L’agriculture urbaine et les circuits courts ne feront pas le poids

Plus les villes s’étendent, plus les produits agricoles et agroalimentaires proviennent de régions éloignées. La relocalisation de certaines productions agricoles induite par l’essor de l’agriculture bio et urbaine, n’inversera pas cette tendance.
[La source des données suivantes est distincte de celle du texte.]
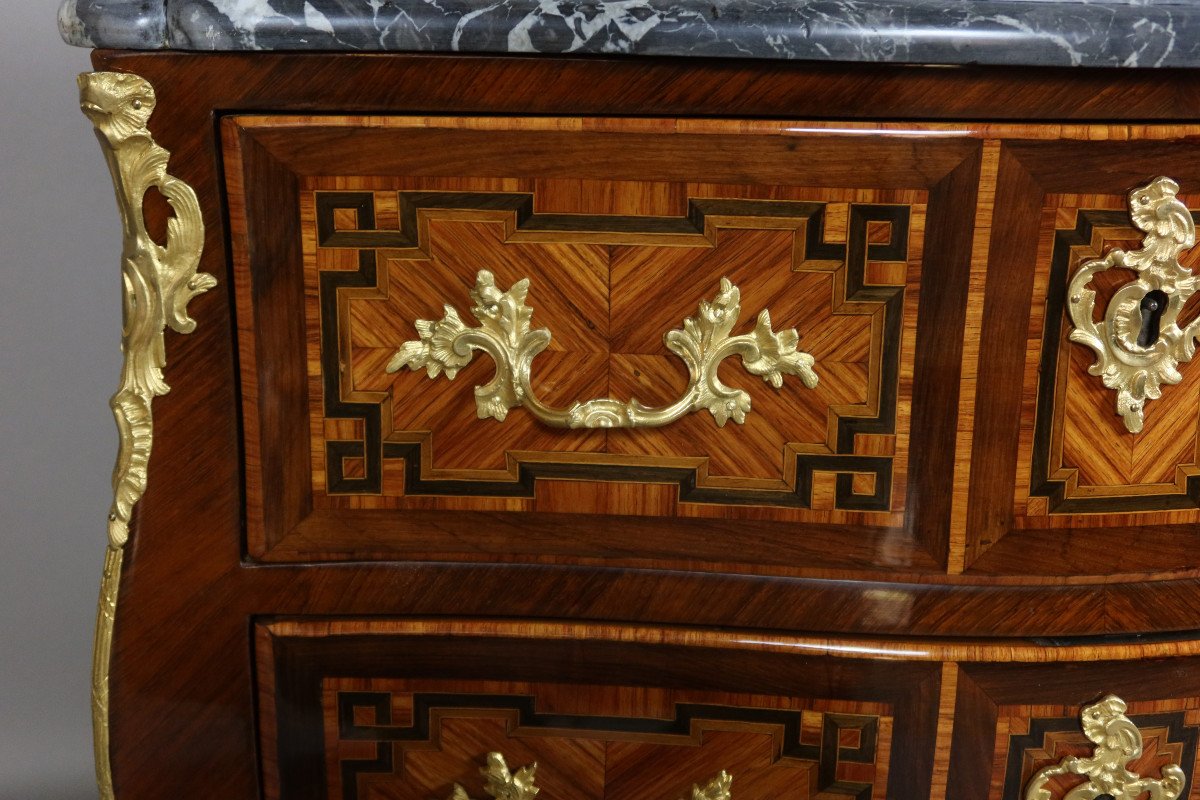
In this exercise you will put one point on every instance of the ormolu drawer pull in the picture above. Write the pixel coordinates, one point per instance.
(504, 785)
(1139, 346)
(1117, 744)
(507, 336)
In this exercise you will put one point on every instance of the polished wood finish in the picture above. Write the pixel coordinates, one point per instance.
(651, 719)
(946, 613)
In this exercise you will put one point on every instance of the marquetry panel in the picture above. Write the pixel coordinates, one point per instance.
(413, 739)
(1077, 456)
(1030, 738)
(612, 265)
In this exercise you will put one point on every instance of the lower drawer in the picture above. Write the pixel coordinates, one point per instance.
(394, 709)
(372, 710)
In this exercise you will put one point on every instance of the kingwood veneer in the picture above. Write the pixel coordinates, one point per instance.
(903, 581)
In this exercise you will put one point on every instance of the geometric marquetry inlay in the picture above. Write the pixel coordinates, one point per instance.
(412, 740)
(1032, 738)
(1080, 457)
(843, 268)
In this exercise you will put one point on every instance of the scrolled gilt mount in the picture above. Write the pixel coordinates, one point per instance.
(159, 283)
(507, 336)
(1139, 346)
(1117, 744)
(504, 785)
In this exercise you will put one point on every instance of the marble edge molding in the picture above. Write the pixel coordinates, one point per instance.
(119, 24)
(1037, 32)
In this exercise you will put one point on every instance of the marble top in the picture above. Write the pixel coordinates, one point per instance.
(1066, 32)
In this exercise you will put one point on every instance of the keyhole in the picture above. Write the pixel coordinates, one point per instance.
(1152, 307)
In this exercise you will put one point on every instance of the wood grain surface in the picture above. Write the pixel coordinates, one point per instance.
(963, 587)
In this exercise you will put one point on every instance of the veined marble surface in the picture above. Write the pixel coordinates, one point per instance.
(1063, 32)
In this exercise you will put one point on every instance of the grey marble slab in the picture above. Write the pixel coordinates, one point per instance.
(1061, 32)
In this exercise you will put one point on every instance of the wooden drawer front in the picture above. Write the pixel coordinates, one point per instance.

Par Publié par Cédric Michelin
L’agriculture urbaine et les circuits courts ne feront pas le poids

Dans toutes les grandes villes, de nouveaux sites urbains sont aménagés pour cultiver des légumes et des fruits ou pour élever des abeilles. A Paris, l’agriculture urbaine est en vogue et s’étend au rythme des lancements d’appels à projets pour les « Pariculteurs ». Les résultats techniques sont prometteurs, mais les structures en place sont rarement rentables. Surtout, l’activité agricole requiert de l’espace pour produire, par exemple, du blé, des pommes de terre ou des betteraves sucrières, indispensables pour s’approvisionner en sucre et en farine. Dans un article du quotidien « Le Monde », paru le 30 mars 2018, Roland Vidal, enseignant chercheur à l’école nationale supérieure de paysage Versailles-Marseille, rapporte que l’agriculture urbaine « pourrait assurer au maximum 3 % de la production des villes européennes et seulement en fruits et légumes ». « Il faudrait plus de 660.000 ha pour nourrir la capitale et plus de 3 millions d’hectares pour alimenter les Franciliens », indique l’expert. De tout temps, les villes doivent leur essor à leurs importations de produits agricoles de régions éloignées pour nourrir leur population. Dans l’antiquité, Rome se nourrissait de blé égyptien !

Eviter un enfermement

« Par ailleurs, défendre une agriculture de proximité durable ne peut se faire en exportant les problèmes d’environnement loin des villes », défend Nicolas Bricas, de la Chaire Unesco Alimentation du Monde. Il participait au séminaire international organisé par l’Agence bio le 29 mars dernier, intitulé « L'alimentation bio dans le Monde : au cœur des territoires, saine et accessible ». La reterritorialisation n’est pas non plus sans contraintes de productivité. La moitié de l’énergie dépensée tout au long de la chaine agroalimentaire est le fait des trajets domicile –  distributeurs (supermarchés, commerçants). Et ils portent sur des petits volumes. Enfin, les produits locaux, cultivés dans des serres urbaines, par exemple, ne sont pas systématiquement meilleurs.

Les citoyens cherchent à redonner un sens à leur alimentation. C’est justement ce à quoi s’attachent les politiques des villes en prenant de plus en plus en main les questions d’alimentation et de sécurité alimentaire. A l’échelle mondiale, le Pacte de Milan, signé lors de l’exposition universelle en 2015, réunit une centaine de villes, de métropoles et de capitales, soucieuses d’organiser l’approvisionnement de leur population en produits sains et issus d’une agriculture durable. Ce pacte vise aussi à assurer une restauration collective de qualité et à réduire le gaspillage alimentaire. « L’accès des marchés urbains aux petits producteurs n’exclut pas la contractualisation avec des groupes d’agriculteurs plus éloignés pour livrer des produits répondant à un cahier des charges bien précis », explique Nicolas Bricas.

La localisation de la production agricole, consommée dans les grandes villes à 100, 200 ou 300 kilomètres, éviterait leur délocalisation à l’étranger. Afin de trouver les financements nécessaires pour organiser des filières avec les agriculteurs, pourquoi ne pas lancer des programmes de crowfunding urbains. La prise en main des questions d’alimentation par les grandes villes européennes pourrait les conduire à être des actrices influentes, aux côtés des états et des régions, de la prochaine PAC de 2020, selon Nicolas Bricas. Elles feraient alors pression pour réorienter les aides agricoles en faveur des filières et des exploitations qui contractualiseraient avec elles pour leur approvisionnement, par exemple.